Day 8 The ruins of Sardis are one of the most picturesque areas of any of the Seven Churches. John admonished that the outward appearance of prosperity and activity did not tally with the finished work—“though you have the name of being alive, you are dead…” (Revelation 3:1-2). Philadelphia was one of the two churches about which John said nothing negative. The most interesting remains of Christian Philadelphia are part of a Byzantine basilica and some 11th century frescoes. Hierapolis (Pamukkale), a spectacular sight offering hot springs and calcified, cascading white terraces resembling snow, is the result of the calcium deposits developed over time as water flowed over the area. Here we associate Philip the Evangelist with the early church. Paul mentions Hierapolis along with Laodicea as the center of Epaphras’s ministry. Another less known resident of the city was Papias, a disciple of the Apostle John. Overnight in Pamukkale.
Day 9 Our drive to Selcuk to visit Ephesus brings us to the most impressive archeological site in Turkey. As we stroll the streets of the ancient city, it is easy to imagine it as it appeared to Paul. Undoubtedly one of the most beautiful cities of the ancient world, Ephesus has special significance for Christians. From here Paul preached, Timothy taught, while later, John warned the church at Ephesus “…you have abandoned the love (you had) at first.” (Revelation 2:4). We will also visit St. John’s Basilicabuilt by Emperor Justinian in the 6thcentury and believed to contain the remains of the Apostle John. The Ephesus Museum is one of Turkey’s best. Marble and bronze statues are displayed along with jewelry, coins and other artifacts of the Ancient World.

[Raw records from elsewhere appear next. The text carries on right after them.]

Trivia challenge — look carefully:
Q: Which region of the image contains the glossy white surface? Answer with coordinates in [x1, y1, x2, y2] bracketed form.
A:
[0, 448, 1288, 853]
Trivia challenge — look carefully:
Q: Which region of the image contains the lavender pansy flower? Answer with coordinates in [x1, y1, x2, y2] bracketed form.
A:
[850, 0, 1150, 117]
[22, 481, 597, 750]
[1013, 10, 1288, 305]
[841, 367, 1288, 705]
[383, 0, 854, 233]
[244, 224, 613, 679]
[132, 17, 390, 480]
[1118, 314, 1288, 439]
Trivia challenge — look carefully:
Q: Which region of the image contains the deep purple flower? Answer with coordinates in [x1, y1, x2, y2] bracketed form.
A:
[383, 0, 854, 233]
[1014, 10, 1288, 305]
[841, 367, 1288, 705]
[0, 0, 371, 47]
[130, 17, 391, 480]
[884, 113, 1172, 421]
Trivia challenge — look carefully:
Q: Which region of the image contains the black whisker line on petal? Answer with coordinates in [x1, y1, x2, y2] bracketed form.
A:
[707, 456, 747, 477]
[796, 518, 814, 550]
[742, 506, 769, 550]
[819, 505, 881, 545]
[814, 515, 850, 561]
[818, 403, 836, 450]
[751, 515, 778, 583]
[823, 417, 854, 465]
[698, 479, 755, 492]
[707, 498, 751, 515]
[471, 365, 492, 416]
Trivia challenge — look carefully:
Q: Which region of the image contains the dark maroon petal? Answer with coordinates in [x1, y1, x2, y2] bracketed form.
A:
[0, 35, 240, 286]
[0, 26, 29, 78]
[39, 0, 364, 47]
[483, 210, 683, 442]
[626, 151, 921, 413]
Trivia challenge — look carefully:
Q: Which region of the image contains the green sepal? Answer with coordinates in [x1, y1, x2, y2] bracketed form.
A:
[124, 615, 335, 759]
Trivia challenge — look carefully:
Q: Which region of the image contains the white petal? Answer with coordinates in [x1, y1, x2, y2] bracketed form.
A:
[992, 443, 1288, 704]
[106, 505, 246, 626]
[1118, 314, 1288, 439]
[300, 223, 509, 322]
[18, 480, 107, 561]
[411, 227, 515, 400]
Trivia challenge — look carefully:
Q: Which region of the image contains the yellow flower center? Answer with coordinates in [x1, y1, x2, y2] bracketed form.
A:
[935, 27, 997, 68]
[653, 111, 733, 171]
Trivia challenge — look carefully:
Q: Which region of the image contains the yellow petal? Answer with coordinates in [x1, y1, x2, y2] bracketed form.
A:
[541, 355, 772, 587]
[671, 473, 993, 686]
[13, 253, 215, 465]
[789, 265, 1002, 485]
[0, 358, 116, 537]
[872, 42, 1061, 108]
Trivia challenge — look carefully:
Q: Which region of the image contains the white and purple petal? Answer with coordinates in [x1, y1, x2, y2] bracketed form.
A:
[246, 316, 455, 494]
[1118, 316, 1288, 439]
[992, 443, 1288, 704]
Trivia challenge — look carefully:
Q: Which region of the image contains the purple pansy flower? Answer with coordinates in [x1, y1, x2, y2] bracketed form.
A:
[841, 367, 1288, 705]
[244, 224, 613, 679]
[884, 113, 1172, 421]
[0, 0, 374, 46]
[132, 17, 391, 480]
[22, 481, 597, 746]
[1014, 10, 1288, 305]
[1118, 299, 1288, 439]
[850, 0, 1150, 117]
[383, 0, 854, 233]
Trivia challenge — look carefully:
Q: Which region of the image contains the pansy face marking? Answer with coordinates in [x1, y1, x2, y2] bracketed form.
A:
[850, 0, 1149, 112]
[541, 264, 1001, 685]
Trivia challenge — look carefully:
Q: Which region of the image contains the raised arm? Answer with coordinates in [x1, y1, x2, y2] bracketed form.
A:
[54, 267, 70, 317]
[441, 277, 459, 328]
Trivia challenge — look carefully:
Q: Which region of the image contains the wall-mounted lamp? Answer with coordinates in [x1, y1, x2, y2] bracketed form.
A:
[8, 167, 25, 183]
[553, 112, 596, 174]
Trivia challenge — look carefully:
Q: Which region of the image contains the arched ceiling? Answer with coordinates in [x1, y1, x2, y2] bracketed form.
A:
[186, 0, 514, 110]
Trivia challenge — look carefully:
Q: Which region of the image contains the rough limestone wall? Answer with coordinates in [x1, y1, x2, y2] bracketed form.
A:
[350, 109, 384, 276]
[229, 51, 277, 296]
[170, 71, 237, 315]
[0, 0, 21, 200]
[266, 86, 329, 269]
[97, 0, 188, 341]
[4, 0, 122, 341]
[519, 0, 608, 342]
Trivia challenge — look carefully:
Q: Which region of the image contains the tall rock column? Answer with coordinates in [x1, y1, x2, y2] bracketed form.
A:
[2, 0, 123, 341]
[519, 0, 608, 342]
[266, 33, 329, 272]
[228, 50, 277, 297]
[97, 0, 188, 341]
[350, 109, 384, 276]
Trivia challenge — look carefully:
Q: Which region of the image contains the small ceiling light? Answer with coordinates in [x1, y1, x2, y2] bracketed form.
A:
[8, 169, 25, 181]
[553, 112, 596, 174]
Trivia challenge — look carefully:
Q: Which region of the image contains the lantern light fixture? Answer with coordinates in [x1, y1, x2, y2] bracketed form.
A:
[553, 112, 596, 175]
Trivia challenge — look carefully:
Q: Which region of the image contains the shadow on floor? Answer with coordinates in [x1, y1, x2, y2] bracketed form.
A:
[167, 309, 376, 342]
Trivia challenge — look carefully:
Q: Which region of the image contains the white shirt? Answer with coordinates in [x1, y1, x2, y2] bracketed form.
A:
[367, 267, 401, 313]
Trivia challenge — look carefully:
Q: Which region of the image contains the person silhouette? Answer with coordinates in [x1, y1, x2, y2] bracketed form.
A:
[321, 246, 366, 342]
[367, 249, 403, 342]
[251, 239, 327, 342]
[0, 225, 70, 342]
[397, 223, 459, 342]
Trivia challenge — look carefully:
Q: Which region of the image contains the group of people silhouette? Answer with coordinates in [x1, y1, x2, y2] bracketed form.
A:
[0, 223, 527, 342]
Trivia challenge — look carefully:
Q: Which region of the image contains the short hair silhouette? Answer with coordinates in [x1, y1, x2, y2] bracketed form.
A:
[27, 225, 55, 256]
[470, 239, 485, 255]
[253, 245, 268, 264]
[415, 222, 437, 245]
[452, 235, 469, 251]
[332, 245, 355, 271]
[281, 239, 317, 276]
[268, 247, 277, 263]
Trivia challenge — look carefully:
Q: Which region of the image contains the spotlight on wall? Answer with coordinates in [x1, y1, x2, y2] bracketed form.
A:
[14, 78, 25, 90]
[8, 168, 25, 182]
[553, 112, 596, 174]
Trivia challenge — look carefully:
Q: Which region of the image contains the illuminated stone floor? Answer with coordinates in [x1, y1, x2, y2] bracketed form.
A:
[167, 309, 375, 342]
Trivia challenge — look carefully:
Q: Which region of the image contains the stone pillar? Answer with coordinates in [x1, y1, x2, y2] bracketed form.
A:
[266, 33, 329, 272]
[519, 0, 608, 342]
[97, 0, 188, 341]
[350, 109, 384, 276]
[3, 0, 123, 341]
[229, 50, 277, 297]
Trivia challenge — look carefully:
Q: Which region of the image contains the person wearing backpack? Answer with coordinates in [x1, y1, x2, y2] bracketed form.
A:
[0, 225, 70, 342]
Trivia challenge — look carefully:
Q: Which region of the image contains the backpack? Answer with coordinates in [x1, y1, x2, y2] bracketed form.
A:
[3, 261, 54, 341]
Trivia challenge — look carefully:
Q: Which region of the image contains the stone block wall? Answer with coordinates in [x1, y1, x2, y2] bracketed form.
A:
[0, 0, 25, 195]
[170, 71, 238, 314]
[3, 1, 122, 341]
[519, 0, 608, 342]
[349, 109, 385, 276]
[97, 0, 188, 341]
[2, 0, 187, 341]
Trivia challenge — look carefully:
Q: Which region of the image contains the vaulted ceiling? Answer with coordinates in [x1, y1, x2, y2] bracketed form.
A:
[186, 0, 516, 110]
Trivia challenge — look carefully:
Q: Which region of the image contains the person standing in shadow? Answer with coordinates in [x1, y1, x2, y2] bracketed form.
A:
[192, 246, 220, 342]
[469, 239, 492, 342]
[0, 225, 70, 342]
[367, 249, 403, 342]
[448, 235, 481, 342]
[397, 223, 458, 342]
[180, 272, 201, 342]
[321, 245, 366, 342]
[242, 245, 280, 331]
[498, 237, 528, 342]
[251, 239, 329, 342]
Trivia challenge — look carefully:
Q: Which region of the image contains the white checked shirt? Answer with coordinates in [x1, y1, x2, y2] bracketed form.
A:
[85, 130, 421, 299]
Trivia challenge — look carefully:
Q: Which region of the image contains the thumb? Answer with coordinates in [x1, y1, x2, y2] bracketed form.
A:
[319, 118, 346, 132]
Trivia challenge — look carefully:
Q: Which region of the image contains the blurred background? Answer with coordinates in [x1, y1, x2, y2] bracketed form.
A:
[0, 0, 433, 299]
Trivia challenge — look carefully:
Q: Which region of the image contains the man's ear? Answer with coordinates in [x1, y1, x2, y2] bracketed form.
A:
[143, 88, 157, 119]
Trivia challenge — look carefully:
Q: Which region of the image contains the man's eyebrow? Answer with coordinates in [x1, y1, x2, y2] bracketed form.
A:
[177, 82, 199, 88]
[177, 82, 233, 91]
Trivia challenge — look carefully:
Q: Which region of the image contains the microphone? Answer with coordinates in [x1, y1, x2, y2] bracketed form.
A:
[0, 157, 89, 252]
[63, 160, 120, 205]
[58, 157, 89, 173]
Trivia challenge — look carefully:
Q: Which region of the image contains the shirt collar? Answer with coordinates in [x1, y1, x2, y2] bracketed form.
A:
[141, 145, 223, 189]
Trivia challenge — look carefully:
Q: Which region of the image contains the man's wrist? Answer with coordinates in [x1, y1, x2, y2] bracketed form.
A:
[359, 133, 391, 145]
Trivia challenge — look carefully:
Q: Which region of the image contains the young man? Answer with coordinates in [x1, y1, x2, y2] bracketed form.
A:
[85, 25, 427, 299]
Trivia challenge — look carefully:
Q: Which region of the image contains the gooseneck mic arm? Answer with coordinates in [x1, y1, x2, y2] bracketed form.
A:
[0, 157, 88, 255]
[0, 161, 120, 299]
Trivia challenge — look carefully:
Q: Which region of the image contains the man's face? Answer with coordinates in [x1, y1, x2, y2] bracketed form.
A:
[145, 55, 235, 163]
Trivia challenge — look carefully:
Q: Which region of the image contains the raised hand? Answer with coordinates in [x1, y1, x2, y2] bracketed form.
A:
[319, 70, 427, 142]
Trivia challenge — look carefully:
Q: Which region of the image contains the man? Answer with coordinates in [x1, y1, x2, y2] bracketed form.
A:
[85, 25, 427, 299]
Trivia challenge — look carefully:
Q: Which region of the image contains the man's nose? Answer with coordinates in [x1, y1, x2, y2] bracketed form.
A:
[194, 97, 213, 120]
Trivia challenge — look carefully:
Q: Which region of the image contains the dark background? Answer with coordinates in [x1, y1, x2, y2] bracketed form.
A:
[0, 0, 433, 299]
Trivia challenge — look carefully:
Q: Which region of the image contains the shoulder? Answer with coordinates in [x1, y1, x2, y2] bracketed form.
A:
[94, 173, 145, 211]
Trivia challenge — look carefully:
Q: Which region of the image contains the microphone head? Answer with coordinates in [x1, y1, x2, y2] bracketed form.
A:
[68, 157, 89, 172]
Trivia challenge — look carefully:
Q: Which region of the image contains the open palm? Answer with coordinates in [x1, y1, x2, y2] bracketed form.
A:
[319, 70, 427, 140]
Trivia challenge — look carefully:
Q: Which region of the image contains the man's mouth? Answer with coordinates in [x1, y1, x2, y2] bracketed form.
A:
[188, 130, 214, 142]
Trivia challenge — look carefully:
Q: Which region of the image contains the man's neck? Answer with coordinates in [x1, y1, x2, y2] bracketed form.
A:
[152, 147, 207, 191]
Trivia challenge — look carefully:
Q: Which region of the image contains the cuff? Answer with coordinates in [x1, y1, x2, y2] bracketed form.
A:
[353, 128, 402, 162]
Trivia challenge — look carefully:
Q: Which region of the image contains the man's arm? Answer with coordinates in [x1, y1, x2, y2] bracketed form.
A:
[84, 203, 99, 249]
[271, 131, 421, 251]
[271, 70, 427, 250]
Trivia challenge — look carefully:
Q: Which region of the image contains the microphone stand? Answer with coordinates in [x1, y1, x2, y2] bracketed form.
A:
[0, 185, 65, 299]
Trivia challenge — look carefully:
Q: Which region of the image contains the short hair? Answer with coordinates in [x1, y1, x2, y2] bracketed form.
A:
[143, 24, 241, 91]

Overnight in Izmir. (Option to fly back to Istanbul and overnight there or catch an onward flight in the evening.)
Day 10 In the morning transfer to the airport for your return home filled with the thrill of having walked with Paul and John through their words and the places of which they told; having felt what it must have been like hiding in caves for protection and, gaining a new appreciation of the early Christians and their commitment.